ZONA DE PERECÍVEIS (115)


Três desejos (ou a felicidade)

Grupo IV do teste de Português, oitavo ano de escolaridade. Domínio: escrita. Tarefa: elaboração de um texto narrativo, partindo de uma situação fantástica (no sentido genológico do termo) – um mago, para premiar certo gesto generoso do narrador participante, oferece-se para satisfazer três desejos à sua (dele, narrador) escolha.
Os alunos enveredam por múltiplas-díspares hipóteses. Há quem recuse os desejos porque a bondade, se for mesmo bondade, é gratuita e não tem de ser paga. Há quem peça o venal dinheiro, a fundamental saúde, a abstrusa fortuna.
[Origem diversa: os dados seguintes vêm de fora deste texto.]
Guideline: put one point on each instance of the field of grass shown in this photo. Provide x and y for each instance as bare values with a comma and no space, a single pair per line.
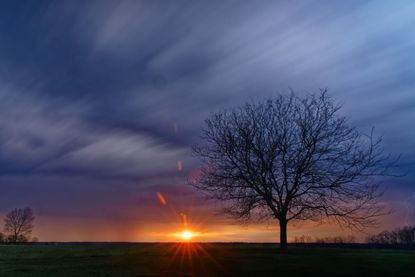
188,259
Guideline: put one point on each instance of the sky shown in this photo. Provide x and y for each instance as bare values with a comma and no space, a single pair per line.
101,102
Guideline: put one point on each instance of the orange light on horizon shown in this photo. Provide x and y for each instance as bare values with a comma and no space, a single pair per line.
186,235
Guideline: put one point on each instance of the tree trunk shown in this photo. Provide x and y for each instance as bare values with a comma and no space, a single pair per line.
283,234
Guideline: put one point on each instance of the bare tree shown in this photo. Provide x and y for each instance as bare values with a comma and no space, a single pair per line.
19,224
292,158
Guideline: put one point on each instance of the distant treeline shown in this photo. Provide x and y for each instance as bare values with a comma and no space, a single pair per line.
324,240
400,236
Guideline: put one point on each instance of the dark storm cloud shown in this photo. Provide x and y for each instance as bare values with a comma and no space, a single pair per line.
113,91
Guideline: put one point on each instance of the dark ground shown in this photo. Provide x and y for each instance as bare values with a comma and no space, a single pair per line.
191,259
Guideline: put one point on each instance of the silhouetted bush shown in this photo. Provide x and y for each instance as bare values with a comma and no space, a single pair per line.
404,235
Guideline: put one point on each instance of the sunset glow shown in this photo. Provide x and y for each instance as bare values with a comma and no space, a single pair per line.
186,235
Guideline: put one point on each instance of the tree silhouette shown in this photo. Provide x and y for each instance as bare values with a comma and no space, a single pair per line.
292,158
19,224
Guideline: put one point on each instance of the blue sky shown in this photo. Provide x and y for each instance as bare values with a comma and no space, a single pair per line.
100,100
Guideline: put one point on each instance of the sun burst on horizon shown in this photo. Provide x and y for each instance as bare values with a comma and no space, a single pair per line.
186,235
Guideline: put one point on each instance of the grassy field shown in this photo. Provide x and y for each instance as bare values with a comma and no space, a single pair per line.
201,260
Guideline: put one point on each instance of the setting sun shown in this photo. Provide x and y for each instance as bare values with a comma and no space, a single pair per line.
186,235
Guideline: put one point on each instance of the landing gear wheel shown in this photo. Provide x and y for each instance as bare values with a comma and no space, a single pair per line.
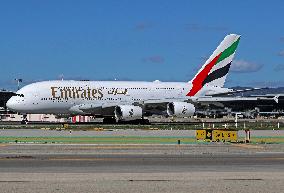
109,120
25,120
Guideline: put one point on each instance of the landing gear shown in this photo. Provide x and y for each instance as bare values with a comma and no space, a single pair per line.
109,120
25,120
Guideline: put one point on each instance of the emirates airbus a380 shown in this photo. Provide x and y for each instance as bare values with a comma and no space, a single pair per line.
128,100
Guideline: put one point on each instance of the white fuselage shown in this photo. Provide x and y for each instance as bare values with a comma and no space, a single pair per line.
61,97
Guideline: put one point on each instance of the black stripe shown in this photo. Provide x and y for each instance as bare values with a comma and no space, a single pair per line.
219,73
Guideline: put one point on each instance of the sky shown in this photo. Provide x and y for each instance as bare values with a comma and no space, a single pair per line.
147,40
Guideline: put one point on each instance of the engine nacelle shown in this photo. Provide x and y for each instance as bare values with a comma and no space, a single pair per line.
128,112
180,109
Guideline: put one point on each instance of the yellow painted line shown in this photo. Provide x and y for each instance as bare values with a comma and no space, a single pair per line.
248,146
E há raparigas e rapazes que pedem a imortalidade dos pais ou dos avós, a cura para o cancro, amigos novos, uma família “como deve ser” (sic), uma pastelaria na terra natal.
E eu bendigo esta tarefa da escrita, que tão naturalmente convocou nos alunos a reflexão filosófica sobre a magna e movediça questão da felicidade. Assombra-me a preclaridade tão precoce dos jovens aprendentes neste delicado ofício de pensar na sorte e no destino a haver.
Eu levei muitos anos a perceber que ser feliz era muito mais do que ser rico, ter sucesso ou fama ou poder. Por desde sempre viver vizinho dos amigos, dos livros, da família, dos filmes, do futebol, das praias, do amor – andei enganosamente à procura de coisas outras que significassem, julgava eu, a realização pessoal completa. Naquela ignorância, acreditava que o importante era não o que tinha, mas o que não tinha. Até saber a verdade evidente e grande como o mar: que a felicidade é um processo e são instantes; que estar bem se faz de mui simples horas, mui mínimas circunstâncias; que nunca se é feliz, antes se está.
Para alguns dos meus alunos, ser feliz é o avô não morrer de cancro. É testemunhar o milagre da amizade, algures na rua ou na escola. É ter pais que se dão bem e tratam os filhos dignamente. É ter uma pastelaria na sua terra (isto é, um trabalho que os salve do exílio). Coisas pequeninas e simples. Coisas, atentai bem, afinal maravilhosas e raras – como, já agora, isto de eu-cronista cronicar e ser lido (pois que lerem-me é um direito e eu ser lido é um privilégio).
Ora, a terminar, aqui ficam, os meus próprios três desejos, já em antecipação natalina: saúde para o cronista; saúde para os leitores; saúde para estas perecíveis crónicas, que aspiram a ser, no entretanto de (co)existirmos, um saudável território de encontro.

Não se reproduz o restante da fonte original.